Después de un cafelito que nos dejó bien despiertos, tuve el privilegio de presentar la conferencia de Héctor Quiñones, quien nos dio unos cuantos consejos útiles para iniciarse en la traducción vitivinícola (y, por extensión, en cualquier sector de la traducción especializada). Entre otras recomendaciones, hizo hincapié en la importancia de documentarse utilizando fuentes fiables, como glosarios de organismos internacionales, y de aprender a evaluar las fuentes de información. Asimismo, señaló la importancia de especializarse en un campo antes de empezar a traducir profesionalmente.

La siguiente conferencia la impartió Xavier Rull, quien también ha publicado un diccionario del vino en catalán, el Diccionari del vi, que está disponible en línea. Nos habló de los préstamos que hay en la lengua catalana en el ámbito de especialidad de la vitivinicultura. Destacan especialmente los galicismos, dado que se crearon en Francia muchas técnicas de vinificación, especialmente en el siglo XVIII. No obstante, en catalán también existen préstamos de otras lenguas romances como el italiano o el castellano. Aparte de que el tema del préstamo lingüístico me resulta muy interesante, comparto su visión de la lengua, pues comentó que no hay que ser reacios al cambio lingüístico.

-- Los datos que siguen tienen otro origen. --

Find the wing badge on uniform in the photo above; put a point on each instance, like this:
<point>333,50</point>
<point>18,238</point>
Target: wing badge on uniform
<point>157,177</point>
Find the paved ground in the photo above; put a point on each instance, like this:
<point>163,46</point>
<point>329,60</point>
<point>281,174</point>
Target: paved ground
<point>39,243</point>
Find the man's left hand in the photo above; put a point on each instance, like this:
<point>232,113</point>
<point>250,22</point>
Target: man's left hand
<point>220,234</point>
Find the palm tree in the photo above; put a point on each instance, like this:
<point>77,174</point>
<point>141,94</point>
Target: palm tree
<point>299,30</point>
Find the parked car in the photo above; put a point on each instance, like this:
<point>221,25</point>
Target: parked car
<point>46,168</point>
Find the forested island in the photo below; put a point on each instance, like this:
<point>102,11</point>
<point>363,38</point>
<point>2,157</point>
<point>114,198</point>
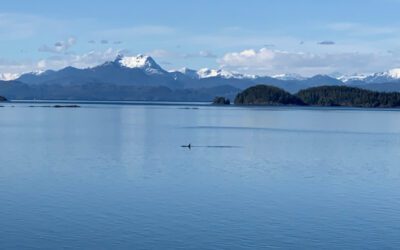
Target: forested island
<point>267,95</point>
<point>342,96</point>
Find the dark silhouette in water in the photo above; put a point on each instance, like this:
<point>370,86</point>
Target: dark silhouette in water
<point>189,146</point>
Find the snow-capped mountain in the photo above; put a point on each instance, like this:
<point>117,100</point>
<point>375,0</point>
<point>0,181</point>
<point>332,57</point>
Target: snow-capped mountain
<point>142,75</point>
<point>142,62</point>
<point>352,78</point>
<point>392,75</point>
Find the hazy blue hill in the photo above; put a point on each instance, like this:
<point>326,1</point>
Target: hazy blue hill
<point>266,95</point>
<point>348,96</point>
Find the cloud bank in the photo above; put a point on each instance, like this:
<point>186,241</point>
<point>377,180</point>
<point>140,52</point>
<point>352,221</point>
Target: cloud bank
<point>270,62</point>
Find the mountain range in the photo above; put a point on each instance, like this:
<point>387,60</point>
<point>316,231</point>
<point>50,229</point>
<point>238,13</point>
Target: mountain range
<point>141,78</point>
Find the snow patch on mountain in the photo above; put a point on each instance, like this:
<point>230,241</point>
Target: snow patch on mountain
<point>207,73</point>
<point>142,62</point>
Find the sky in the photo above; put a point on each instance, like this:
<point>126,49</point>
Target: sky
<point>264,37</point>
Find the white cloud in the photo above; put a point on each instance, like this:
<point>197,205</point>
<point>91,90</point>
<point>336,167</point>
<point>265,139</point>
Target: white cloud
<point>59,47</point>
<point>58,61</point>
<point>270,62</point>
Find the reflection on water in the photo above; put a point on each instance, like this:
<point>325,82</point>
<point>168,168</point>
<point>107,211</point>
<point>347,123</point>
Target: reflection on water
<point>116,176</point>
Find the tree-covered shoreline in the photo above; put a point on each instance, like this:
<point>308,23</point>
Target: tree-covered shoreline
<point>325,96</point>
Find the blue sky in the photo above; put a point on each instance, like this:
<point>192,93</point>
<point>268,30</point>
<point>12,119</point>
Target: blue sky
<point>254,36</point>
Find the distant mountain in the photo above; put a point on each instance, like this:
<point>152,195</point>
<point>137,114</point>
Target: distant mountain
<point>142,75</point>
<point>289,77</point>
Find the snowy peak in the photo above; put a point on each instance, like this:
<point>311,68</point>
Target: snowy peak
<point>393,73</point>
<point>289,77</point>
<point>142,62</point>
<point>189,72</point>
<point>207,73</point>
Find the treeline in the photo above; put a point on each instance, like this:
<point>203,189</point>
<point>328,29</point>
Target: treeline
<point>318,96</point>
<point>266,95</point>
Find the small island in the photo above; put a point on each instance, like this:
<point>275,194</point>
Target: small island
<point>327,96</point>
<point>221,101</point>
<point>267,95</point>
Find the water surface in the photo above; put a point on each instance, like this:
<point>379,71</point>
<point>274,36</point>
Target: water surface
<point>116,177</point>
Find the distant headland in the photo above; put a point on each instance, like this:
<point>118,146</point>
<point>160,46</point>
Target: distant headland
<point>327,96</point>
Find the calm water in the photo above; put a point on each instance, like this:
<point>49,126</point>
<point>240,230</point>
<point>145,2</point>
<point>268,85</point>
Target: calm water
<point>115,177</point>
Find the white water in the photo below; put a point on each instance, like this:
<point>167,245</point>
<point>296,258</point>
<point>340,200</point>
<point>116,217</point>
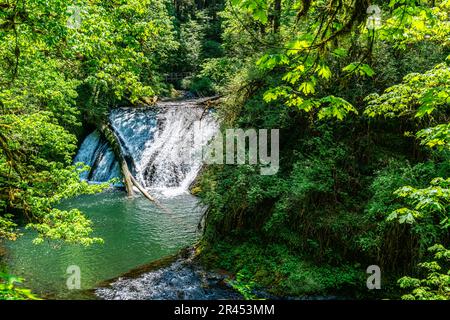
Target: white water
<point>162,146</point>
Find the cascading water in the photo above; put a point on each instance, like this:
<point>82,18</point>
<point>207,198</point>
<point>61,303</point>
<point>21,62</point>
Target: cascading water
<point>162,145</point>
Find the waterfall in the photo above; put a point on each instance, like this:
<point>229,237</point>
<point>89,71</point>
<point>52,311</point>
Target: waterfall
<point>161,145</point>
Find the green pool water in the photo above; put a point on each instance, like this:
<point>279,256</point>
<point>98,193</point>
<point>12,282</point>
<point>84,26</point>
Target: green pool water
<point>135,232</point>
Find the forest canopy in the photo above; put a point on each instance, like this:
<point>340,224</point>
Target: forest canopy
<point>359,89</point>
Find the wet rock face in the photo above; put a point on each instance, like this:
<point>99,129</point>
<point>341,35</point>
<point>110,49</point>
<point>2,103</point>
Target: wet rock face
<point>180,281</point>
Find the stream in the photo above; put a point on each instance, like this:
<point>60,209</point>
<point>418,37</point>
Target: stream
<point>161,145</point>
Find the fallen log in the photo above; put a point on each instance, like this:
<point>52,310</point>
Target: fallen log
<point>128,178</point>
<point>146,194</point>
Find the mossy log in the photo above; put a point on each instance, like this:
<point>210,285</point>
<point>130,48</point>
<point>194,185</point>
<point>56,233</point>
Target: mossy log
<point>108,132</point>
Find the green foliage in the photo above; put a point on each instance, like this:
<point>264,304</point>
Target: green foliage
<point>347,101</point>
<point>280,270</point>
<point>10,291</point>
<point>435,285</point>
<point>243,287</point>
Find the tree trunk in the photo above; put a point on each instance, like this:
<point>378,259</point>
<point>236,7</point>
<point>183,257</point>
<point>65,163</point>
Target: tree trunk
<point>108,132</point>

La innovación pertinente es positiva para la lengua, la enriquece.

Tras esta conferencia, Pedro Conde Parrado nos habló de El vino en los Epigramas de Marcial. Lamentablemente, no pude asistir a la esta conferencia, pero me han dicho que fue muy interesante. ¿Alguien la vio? Agradecería mucho que dierais vuestra opinión en los comentarios.

Museo del Vino
El Museo del Vino de Peñafiel puede hacer las delicias de cualquier cazaerratas avezado

Una de las ventajas que tiene estar en el comité organizador es que puedes comer con los conferenciantes y, a menudo, pasan cosas divertidas, equivocarse de restaurante (mea culpa). Menos mal que cuando le expliqué la situación al camarero, nos dejó ir a pesar de de que ya habíamos empezado las botellas de agua. En el momento, lo pasé quise que me tragara la tierra, pero ahora me parto de la risa solo con acordarme :).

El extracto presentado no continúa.